I was dropping my Fury off to the shop today to get the narrow rearend swapped in, driving extra slow and waiting till the streets were nice and dry after the rain, only to have the Cornwell tool guy turn his truck right into the drivers fender of my Fury! &|
Looks like he got just the fender, everything else looks good so far. Luckily I had pulled the billet wheels off to polish while the car was in the shop, Carl doesn't like them in the shop anyway. His tire hit my wheel, luckily those Ralley wheels are steel and narrow. Otherwise the billet wheel would have probably been destroyed since it sets out over 2 more inches and are much softer!

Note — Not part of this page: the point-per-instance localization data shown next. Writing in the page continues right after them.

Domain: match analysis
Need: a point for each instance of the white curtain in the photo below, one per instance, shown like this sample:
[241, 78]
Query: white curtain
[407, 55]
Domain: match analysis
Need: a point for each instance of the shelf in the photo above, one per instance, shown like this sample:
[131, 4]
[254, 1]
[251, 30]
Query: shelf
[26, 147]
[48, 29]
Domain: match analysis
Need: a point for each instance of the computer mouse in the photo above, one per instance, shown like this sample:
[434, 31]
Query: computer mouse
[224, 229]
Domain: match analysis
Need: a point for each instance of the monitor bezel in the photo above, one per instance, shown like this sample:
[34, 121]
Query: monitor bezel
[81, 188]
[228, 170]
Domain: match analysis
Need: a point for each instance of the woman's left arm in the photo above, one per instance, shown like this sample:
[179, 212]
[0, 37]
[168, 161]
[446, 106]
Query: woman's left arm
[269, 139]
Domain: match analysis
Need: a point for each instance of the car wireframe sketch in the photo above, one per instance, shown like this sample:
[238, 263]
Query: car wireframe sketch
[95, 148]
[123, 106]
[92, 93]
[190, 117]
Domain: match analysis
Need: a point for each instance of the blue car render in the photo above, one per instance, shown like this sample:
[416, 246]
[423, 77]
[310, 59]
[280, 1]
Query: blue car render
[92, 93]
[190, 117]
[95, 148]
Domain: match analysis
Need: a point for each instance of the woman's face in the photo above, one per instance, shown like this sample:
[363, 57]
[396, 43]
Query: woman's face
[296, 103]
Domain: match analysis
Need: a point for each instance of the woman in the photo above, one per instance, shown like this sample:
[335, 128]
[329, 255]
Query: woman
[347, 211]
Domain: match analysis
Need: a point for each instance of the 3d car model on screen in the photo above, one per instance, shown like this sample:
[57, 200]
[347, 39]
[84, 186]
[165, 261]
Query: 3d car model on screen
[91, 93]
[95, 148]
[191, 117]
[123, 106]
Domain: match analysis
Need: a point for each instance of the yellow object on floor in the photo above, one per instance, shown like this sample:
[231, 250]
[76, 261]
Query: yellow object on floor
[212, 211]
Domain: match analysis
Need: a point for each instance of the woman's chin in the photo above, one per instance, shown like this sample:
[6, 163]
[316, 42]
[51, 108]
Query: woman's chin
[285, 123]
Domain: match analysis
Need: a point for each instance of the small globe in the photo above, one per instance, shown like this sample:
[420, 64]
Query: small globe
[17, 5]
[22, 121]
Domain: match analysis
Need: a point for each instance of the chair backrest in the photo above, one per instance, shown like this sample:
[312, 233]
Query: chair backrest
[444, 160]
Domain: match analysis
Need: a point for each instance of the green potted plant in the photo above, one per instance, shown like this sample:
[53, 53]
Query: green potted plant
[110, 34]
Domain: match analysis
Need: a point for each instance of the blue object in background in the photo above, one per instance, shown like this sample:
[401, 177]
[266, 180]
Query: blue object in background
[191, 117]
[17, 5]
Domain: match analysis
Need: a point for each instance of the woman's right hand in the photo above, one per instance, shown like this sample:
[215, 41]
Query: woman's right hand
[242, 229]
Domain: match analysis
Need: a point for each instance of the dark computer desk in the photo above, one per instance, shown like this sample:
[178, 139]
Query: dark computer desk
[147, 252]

Now the decision is what to do for the World of Wheels show next weekend? Carl thinks we might be able to fix it in time if we can get a fender, but he is pretty full prepping for the show. Or we just hammer it out and lay a fender cover over it.
Hope to have the insurance adjuster out tomorrow, can't touch it till then. I am still kind of physically sick over the whole thing.
Joined: Tue Oct 11 2005, 01:33AM
Location: Calgary, Alberta
Posts: 5893
Well thankfully it wasn't worse and nobody got hurt.
I'm a firm believer that a new car or newly restored car is a accident magnet. However, it seems once some damage has been done, the car becomes immune to gratuitous hits. So look at the bright side, no more idiots will target you!
How's that for fuzzy logic.
For the car show, put a big band-aide with a big Ouch! written on it. I actually saw just that at a show and the guy still won his class.
Joined: Fri Oct 14 2005, 07:26PM
Location: Pittsburgh,PA
Posts: 481
I say death to the Cornhole, I mean Cornwell guy, you think someone who drives a truck that big would be a little extra careful ya know What a jagoff, pardon the Pittsburgheze Tom
Have a couple NOS ones located. Now to see how quickly the insurance company will let them ship. Valley Vintage wasn't even sure if they could use UPS ground!